By | October 29, 2021

For years, the US Securities Exchange Commission (SEC) has refused to approve a Bitcoin ETF. But it’s now allowing a Bitcoin Futures ETFs to be issued and bought by North American retail investors.

But I have no interest in buying any of them. They are almost guaranteed to underperform.

Now, most retail investors don’t understand the difference between buying a normal ETF and a futures ETF, due in large part that Wall Street doesn’t WANT you to know the differences.

Otherwise, most if not all retail investors would stay far away, and that would mean less fees for the big boys.

Arthurs Hayes of Crypto Trader Digest is on the money when he says this:

“When there is an asset or market that has past and present amazeballs returns, but for a variety of technical and regulatory reasons cannot be accessed by the vast majority of retail and institutional investors, there is an opportunity to create an access product in the form of an ETF that generates economic rent for the fund manager. Bonus points if the instruments purchased to generate exposure to the asset are derivatives. With derivatives, there exists a greater ability to skim cream from insto investors frothing at the keyboard for dat alpha.”

I have bolded relevant parts of the quote.

Arthurs Hayes’s essay on ETF is long, amusing, and somewhat detailed. I recommend you read all of it, but for those with not enough patience to absorb every nuance, here is the short version of why a futures ETF is usually not a good investment.

First of all, you need to understand the key difference between a straight-up ETF of a commodity and an ETF based on futures contract.

An ETF of a commodity is obligated to buy the commodity at the spot or street price.

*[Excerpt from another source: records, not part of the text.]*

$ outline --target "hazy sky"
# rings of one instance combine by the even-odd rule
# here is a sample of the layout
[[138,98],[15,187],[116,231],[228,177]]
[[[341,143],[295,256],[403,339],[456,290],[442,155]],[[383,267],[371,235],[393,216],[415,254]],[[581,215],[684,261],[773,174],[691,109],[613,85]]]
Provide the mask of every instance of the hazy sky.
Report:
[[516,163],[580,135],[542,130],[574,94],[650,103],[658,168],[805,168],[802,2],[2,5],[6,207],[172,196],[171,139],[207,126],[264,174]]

A futures ETF is committed to buying the futures contract of said commodity, which is almost always more expensive than the spot price.

Here is an example.

Sam buys 10 bitcoin. The spot (market) price is $60,000. He pays $600,000 total.

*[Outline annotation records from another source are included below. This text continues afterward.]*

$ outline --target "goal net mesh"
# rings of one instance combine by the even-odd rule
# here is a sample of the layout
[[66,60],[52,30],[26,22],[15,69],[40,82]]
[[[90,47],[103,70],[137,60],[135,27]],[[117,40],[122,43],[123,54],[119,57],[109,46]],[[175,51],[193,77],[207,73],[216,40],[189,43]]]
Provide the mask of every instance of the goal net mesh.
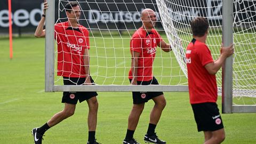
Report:
[[[64,6],[58,3],[57,22],[67,20]],[[87,0],[79,3],[79,24],[90,33],[90,74],[98,85],[129,85],[130,41],[142,26],[141,11],[151,9],[157,14],[155,29],[173,49],[164,52],[158,47],[153,69],[161,85],[187,85],[185,52],[192,35],[190,22],[196,17],[207,18],[210,25],[207,44],[214,59],[218,58],[222,42],[222,1],[219,0]],[[233,95],[256,96],[256,1],[234,1]],[[58,52],[56,51],[55,55]],[[57,56],[56,56],[57,57]],[[57,62],[56,61],[56,63]],[[57,67],[56,66],[55,67]],[[57,71],[57,69],[55,69]],[[221,71],[217,74],[221,93]],[[55,84],[62,83],[55,78]],[[253,101],[255,105],[255,101]]]

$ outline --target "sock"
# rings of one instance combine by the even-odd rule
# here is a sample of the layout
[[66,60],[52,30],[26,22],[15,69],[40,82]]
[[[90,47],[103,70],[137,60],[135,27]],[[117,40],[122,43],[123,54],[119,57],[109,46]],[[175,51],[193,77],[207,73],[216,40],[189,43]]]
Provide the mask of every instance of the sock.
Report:
[[147,134],[148,136],[151,136],[155,134],[155,129],[156,129],[156,125],[149,123],[148,125],[148,131],[147,132]]
[[127,129],[126,135],[125,136],[126,140],[130,140],[133,138],[133,134],[135,131],[129,130]]
[[47,123],[46,123],[42,126],[37,129],[37,132],[43,135],[50,128],[50,126],[48,125]]
[[93,143],[95,140],[95,131],[89,131],[88,136],[88,141],[89,143]]

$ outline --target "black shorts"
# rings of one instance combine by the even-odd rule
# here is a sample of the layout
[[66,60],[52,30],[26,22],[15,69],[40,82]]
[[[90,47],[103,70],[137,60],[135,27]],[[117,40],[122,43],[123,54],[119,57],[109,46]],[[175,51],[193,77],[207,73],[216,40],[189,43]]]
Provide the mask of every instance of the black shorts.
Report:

Alice buys a futures contract for 10 bitcoin, priced to expire on November 30th. That futures contract cost $61,000 per bitcoin, for a total price of $610,000.

Now suppose by the end of November, bitcoin hits $80,000.

Sam has made a profit of 33%.

But Alice has made a profit of only 31%.

That’s not so bad, is it? But that’s a 2% slippage in one month

And she has to roll over the contacts every month.

Every month she has to pay a penalty of 2% if she decides she wants to buy futures instead of buying the actual bitcoin. That’s a slippage of 24% in one year.

Worse for Alice, the trading fees for futures contracts are usually much higher than for buying spot (that’s where the pro traders sneak off their cut which is of course taken from the investor).

A futures contract is the worst way possible to buy any type of commodity. You are guaranteed to get the worst return possible.

So why do they exist in the first place?

Futures contracts exist for one purpose only: For leverage.

Let’s go back to the initial example.

Sam buys his $600k worth of bitcoin with $600K of US dollars.

But Alice wants to use leverage. She puts up  $305K to buy $600k of bitcoin futures (remember the futures contracts are almost always more expensive than spot).

She is leveraged at 2:1.

If bitcoin hits 80K at the time of expiry, she has made 65.5% on her initial investment (excluding trading fees), easily beating Sam.

Of course, if bitcoin goes down to $40k, Alice is feeling some serious pain but that’s what happens when you use leverage.

Now of course Sam could try to borrow money from a bank in an attempt to get the same leverage as Alice but it’s a lot easier to get leverage with futures contracts then it is borrowing on margin.

In the international crypto-derivatives markets, you can get 50:1 leverage on bitcoin futures contracts, but at most borrow 3:1 on margin when trading spot.

That’s what futures contracts are used for. Leverage.

Without leverage, they have no purpose. Or to put it another way, absolutely nobody buys a futures conrtact at 1:1 leverage, it makes no sense.

Except, of course, retail investors who think because the SEC approved this ETF, it’s a good investment.

So why did the SEC approve investment houses to issue bitcoin futures ETF with no leverage?

I don’t know and I don’t care.

I’m not a financial advisor. Anything I ever write is never meant to be financial advice.

But I can do basic math.

And the math tells me to stay far away.